Dalam pernyataan bersama, para menteri luar negeri Eropa menilai bahwa rencana tersebut menawarkan solusi realistis yang dapat mempercepat proses pemulihan Gaza dengan cara yang berkelanjutan. Namun, rencana ini mendapat penolakan dari Israel dan Presiden AS, Donald Trump, yang sebelumnya justru mengusulkan pemindahan warga Palestina dari Gaza, suatu gagasan yang memicu kecaman luas dari berbagai pihak.

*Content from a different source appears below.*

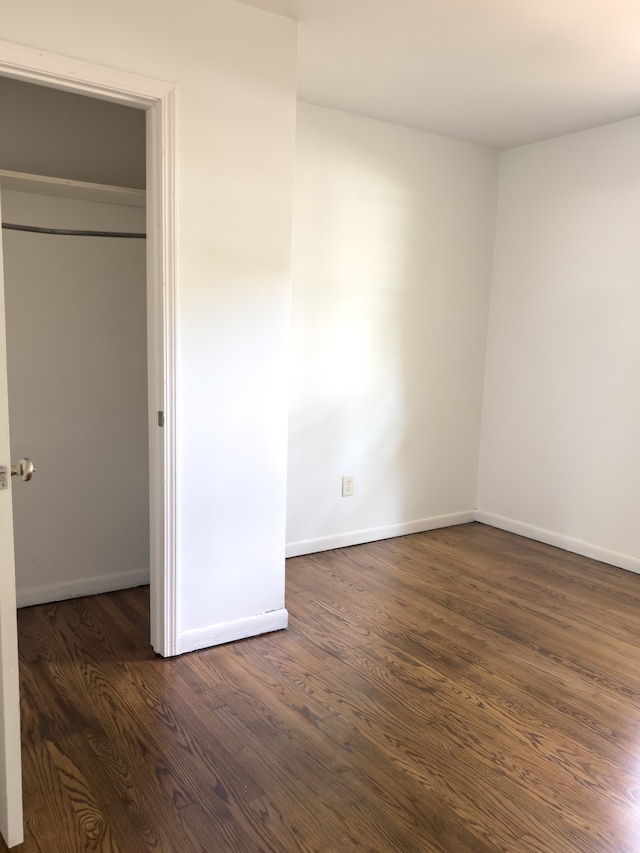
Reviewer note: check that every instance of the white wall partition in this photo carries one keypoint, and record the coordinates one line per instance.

Rencana rekonstruksi tersebut mencakup pembentukan sebuah komite administratif yang akan diawaki oleh teknokrat Palestina yang bersifat independen dan profesional. Komite ini akan bertanggung jawab untuk mengawasi distribusi bantuan kemanusiaan serta menangani berbagai urusan di Gaza di bawah pengawasan Otoritas Palestina (PA).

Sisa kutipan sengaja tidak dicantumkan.